Menurut Lestari, rangkaian kasus kekerasan terhadap anak yang terjadi di berbagai daerah menunjukkan sistem perlindungan anak masih memiliki banyak celah, mulai dari pengawasan hingga penanganan korban.

"Penguatan pencegahan dan penegakan hukum harus bersamaan. Tidak boleh ada lagi celah bagi praktik kekerasan tersistem terhadap anak," kata Lestari dalam keterangannya di Jakarta, Jumat.

Ia menyoroti sejumlah kasus yang belakangan mencuat, seperti dugaan kekerasan terhadap anak di salah satu daycare di Yogyakarta dan dugaan pelecehan seksual terhadap santri di pondok pesantren di Pati, Jawa Tengah.

Menurut dia, kasus-kasus tersebut harus menjadi alarm bagi seluruh pemangku kepentingan untuk mengevaluasi efektivitas kebijakan perlindungan anak yang selama ini diterapkan.

Lestari mendorong evaluasi menyeluruh terhadap berbagai aktivitas dan lembaga yang berkaitan dengan anak guna memastikan adanya sistem perlindungan dan pencegahan kekerasan yang memadai.
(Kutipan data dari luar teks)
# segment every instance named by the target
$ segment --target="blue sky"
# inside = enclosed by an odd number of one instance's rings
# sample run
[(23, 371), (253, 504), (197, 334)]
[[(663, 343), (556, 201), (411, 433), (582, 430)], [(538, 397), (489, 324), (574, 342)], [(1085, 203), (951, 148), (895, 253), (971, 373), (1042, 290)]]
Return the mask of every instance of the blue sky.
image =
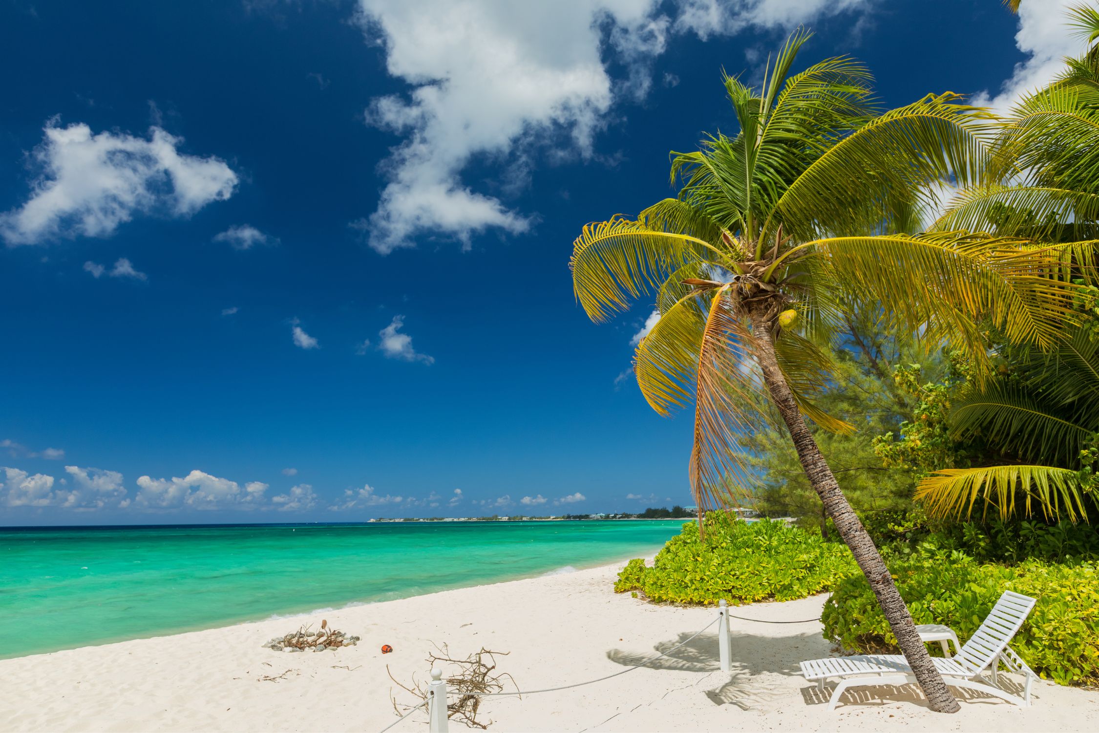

Selain itu, anggota Komisi X DPR RI tersebut meminta aparat penegak hukum yang menangani kasus kekerasan terhadap anak mengedepankan pendekatan perlindungan korban secara menyeluruh, termasuk aspek psikologis dan keamanan korban.

Ia juga menilai pemerintah perlu memperkuat kampanye publik untuk memutus mata rantai kekerasan terhadap anak melalui edukasi dan peningkatan kesadaran masyarakat.

"Sosialisasi dan edukasi hak-hak perempuan dan anak kepada masyarakat juga harus dilakukan secara masif sebagai bagian upaya perlindungan," ujarnya.

Lestari menilai upaya perlindungan anak tidak cukup hanya mengandalkan penindakan hukum setelah kasus terjadi, tetapi juga harus dibarengi langkah pencegahan yang sistematis dan berkelanjutan.

Menurutnya, penguatan aspek pencegahan, penegakan hukum, dan dukungan politik dari para pemangku kebijakan menjadi faktor penting dalam menciptakan lingkungan yang aman bagi anak.

Dengan langkah tersebut, Lestari optimistis Indonesia dapat memperkuat perlindungan anak secara nasional sekaligus menciptakan generasi muda yang sehat dan berdaya saing.